Thank you, lol. This is what people end up with when they think of the first solution that comes to mind. Often just something that makes life harder for everyone EXCEPT bad actors. This just creates hoops for people following the rules to jump though while giving the impression the problem was solved, when it's not.
You must be severely misunderstanding the idea. The idea is not to encrypt it in a way that it's only unlockable by a secret and hidden key, like DRM or cable TV does, but to do the the reverse - to encrypt it with a key that is unlockable by publicly available and widely shared key, where successful decryption acts as a proof of content authenticity. If you don't care about authenticity, nothing is stopping you from spreading the decrypted version, so It shouldn't affect consumers one bit. And I wouldn't describe "Get a bunch of cameras, rip the sensors out, carefully and repeatedly strip the top layers off and scan using electron microscope until you get to the encryption circuit, repeat enough times to collect enough scans undamaged by the stripping process to then manually piece them together and trace out the entire circuit, then spend a few weeks debugging it in a simulator to work out the encryption key" as "trivial"
I think you are misunderstanding things or don't know shit about cryptography. Why the fuck are y even talking about publicly unlockable encryption, this is a use case for verification like a MAC signature, not any kind of encryption.
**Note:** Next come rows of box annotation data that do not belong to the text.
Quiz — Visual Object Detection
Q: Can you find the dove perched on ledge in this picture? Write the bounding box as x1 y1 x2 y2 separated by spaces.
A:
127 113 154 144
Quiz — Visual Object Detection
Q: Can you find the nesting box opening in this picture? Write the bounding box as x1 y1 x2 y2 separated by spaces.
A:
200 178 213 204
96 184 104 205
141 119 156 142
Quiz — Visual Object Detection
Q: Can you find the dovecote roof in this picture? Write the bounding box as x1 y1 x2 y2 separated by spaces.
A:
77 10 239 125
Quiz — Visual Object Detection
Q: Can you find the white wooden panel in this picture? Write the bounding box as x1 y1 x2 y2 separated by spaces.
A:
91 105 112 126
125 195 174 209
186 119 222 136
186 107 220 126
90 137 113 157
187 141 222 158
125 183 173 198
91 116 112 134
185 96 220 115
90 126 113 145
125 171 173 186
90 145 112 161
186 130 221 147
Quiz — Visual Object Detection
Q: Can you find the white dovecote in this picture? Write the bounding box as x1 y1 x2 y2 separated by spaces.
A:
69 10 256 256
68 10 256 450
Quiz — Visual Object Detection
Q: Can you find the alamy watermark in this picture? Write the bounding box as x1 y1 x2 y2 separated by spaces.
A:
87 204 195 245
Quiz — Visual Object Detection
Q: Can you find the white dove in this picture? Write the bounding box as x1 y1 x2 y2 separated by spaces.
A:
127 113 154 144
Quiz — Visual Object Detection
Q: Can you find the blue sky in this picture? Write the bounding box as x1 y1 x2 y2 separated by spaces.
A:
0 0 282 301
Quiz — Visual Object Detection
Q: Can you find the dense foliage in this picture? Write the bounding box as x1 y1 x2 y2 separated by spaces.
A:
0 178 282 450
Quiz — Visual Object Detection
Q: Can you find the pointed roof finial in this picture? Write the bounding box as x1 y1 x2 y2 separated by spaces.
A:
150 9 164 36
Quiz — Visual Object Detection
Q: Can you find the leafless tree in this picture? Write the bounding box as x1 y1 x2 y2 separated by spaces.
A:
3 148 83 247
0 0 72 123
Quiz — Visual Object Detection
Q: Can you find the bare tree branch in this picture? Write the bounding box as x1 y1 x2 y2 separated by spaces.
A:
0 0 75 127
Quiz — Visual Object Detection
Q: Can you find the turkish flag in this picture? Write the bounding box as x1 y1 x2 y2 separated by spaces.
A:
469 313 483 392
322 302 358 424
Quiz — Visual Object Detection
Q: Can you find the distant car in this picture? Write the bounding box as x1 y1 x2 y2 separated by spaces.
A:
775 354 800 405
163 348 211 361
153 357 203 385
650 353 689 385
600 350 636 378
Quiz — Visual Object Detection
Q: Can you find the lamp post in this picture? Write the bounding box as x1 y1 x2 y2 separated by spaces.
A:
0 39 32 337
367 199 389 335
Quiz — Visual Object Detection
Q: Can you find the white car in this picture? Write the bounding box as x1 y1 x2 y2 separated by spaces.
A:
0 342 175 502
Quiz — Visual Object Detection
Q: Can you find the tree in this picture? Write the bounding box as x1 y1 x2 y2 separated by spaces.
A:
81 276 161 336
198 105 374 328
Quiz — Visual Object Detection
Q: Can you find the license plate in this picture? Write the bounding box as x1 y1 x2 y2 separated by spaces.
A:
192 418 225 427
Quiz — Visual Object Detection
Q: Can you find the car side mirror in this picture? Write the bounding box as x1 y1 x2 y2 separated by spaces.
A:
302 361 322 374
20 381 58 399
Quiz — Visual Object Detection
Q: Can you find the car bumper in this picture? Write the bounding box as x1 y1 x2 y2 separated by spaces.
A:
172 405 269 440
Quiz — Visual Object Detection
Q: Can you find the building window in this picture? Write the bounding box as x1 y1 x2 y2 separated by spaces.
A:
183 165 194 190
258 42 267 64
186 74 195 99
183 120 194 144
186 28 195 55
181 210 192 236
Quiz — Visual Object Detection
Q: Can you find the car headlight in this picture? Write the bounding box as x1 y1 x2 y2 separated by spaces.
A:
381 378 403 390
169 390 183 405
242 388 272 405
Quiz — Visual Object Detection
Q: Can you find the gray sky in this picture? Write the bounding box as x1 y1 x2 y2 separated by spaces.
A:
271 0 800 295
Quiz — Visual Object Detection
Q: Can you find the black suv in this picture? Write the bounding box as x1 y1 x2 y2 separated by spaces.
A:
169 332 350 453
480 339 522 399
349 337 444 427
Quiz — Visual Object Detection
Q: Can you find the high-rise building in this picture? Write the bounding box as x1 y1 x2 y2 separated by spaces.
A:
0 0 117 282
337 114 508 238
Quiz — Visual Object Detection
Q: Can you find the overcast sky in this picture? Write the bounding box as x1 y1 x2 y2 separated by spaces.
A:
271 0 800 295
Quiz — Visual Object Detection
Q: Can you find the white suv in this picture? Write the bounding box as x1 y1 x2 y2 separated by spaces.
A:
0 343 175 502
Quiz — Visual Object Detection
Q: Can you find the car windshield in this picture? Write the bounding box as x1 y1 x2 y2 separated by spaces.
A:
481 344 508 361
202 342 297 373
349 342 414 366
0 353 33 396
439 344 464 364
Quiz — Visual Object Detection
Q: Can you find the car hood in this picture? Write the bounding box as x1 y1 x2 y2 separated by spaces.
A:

And no, your process is wild. The actual answer is just replace the sensor input to the same encryption circuits. That is trivial if you own and have control over your own device. For your scheme to work, personal ownership rights would have to be severely hampered.
A MAC is symmetric and can thus only be verified by you or somebody who you trust to not misuse or leak the key. Regular digital signatures is what's needed here
You can still use such a signing circuit but treat it as an attestation by the camera's owner, not as independent proof of authenticity.
You sign them against a known public key, so anybody can verify them.
If it's just the cameras owner attesting, then just have them sign it. No need for expensive complicated circuits and regulations forcing these into existence.
You can't use a MAC for public key signatures. That's ECC, RSA, and similar.
Calm down. I was just dumbing down public key cryptography for you
This will not work. The encryption circuit has to be right inside the CCD, otherwise it will be bypassed just like TPM before 2.0 - by tampering with unencrypted connection in between the sensor and the encryption chip.
You still don't understand. It does not hamper with ownership rights or right to repair and you are free to not even use that at all. All this achieves is basically camera manufacturers signing every frame with "Yep, this was filmed with one of our cameras". You are free to view and even edit the footage as long as you don't care about this signature. It might not be useful for, say, a movie, but when looking for original, uncut and unedited footage, like, for example, a news report, this'll be a godsend.
Analog hole, just set up the camera in front of a sufficiently high resolution screen.
You have to trust the person who owns the camera.
Yes, I've mentioned that in the initial comment, and, I gotta confess, I don't know shit about photography, but to me it sounds like a very non-trivial task to make such shot appear legitimate.
It's not. Wait till you find out how they made movies before CGI!